A.I.’s un-learning problem: Researchers say it’s virtually impossible to make an A.I. model ‘forget’ the things it learns from private user data

@assassin_aragorn · 2 years ago

A.I.’s un-learning problem: Researchers say it’s virtually impossible to make an A.I. model ‘forget’ the things it learns from private user data

@orclev · 2 years ago

While it glosses over a lot of details it’s not fundamentally wrong in any fashion. A LLM does not in any meaningful fashion “know” anything. Training an LLM is training it on what words are used in relation to each other in different contexts. It’s like training someone to sing a song in a foreign language they don’t know. They can repeat the sounds and may even recognize when certain words often occur in proximity to each other, but that’s a far cry from actually understanding those words.

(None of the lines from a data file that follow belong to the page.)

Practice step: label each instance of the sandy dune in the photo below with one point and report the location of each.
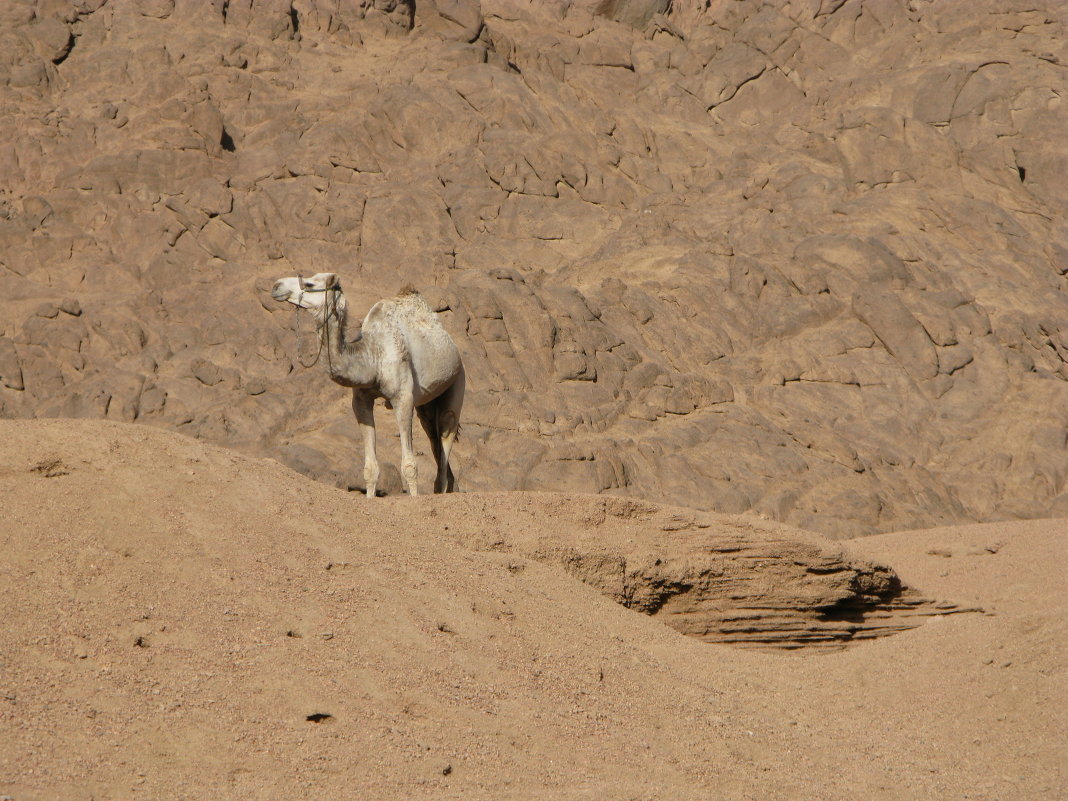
(183, 622)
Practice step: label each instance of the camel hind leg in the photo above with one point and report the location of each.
(449, 427)
(428, 419)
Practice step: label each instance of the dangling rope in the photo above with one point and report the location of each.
(331, 310)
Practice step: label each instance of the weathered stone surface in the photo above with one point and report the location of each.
(717, 578)
(806, 260)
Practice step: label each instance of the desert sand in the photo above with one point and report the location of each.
(764, 311)
(175, 616)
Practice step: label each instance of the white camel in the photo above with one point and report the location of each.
(402, 354)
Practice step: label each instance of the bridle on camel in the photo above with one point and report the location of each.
(331, 309)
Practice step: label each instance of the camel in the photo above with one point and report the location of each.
(404, 355)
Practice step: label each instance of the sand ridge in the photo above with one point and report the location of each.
(176, 615)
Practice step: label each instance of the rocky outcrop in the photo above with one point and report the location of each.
(799, 258)
(722, 579)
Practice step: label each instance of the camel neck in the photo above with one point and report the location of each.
(347, 363)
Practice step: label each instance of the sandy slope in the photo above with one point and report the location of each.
(172, 613)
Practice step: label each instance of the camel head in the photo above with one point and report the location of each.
(319, 293)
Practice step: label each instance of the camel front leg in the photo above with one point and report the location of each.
(363, 407)
(405, 409)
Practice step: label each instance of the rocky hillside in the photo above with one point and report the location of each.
(800, 257)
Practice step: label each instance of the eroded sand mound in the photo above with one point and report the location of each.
(800, 257)
(179, 621)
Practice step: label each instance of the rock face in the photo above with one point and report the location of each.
(805, 258)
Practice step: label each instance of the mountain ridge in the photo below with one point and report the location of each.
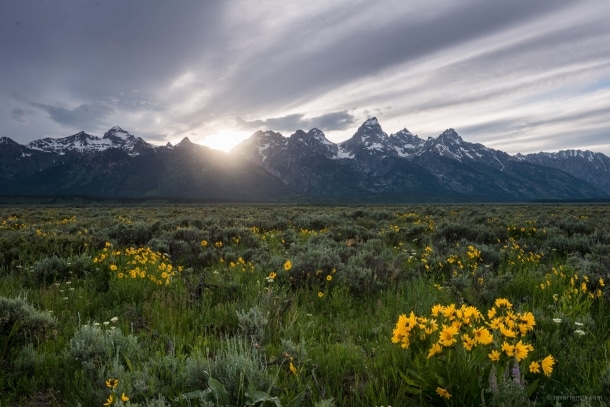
(369, 167)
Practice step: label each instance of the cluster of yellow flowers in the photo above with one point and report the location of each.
(573, 293)
(113, 397)
(241, 264)
(501, 333)
(140, 263)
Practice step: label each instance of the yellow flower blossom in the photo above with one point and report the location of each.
(447, 335)
(435, 350)
(521, 350)
(494, 355)
(483, 336)
(508, 349)
(547, 365)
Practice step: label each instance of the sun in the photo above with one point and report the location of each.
(225, 139)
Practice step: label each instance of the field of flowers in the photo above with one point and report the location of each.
(184, 305)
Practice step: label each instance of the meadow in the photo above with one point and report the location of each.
(246, 305)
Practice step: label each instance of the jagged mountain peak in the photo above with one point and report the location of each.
(368, 139)
(450, 135)
(7, 140)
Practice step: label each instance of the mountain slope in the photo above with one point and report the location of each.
(371, 166)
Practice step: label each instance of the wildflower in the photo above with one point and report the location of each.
(443, 393)
(495, 323)
(503, 302)
(507, 332)
(528, 320)
(521, 350)
(547, 365)
(483, 336)
(447, 335)
(435, 350)
(494, 355)
(436, 309)
(508, 349)
(468, 342)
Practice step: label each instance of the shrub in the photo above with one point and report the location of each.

A LLM is in no way shape or form anything even remotely like a AGI. I wouldn’t even classify a LLM as AI. LLM are machine learning.

The entire point I was trying to make though is that a LLM does not store specific training data, rather what it stores is more like the hashed results of its training data. It’s a one way transform, there is absolutely no way to start at the finished model and drive it backwards to derive its training input. You could probably show from its output that it’s highly likely some specific piece of data was used to train it, but even that isn’t absolutely certain. Nor can you point at any given piece of the model and say what specific part of the training data it corresponds to or vice versa. Because of that it’s impossible to pluck out some specfic piece of data from the model. The only way to remove data from the model is to throw the model away and train a new model from the original training data with the specific data removed from it.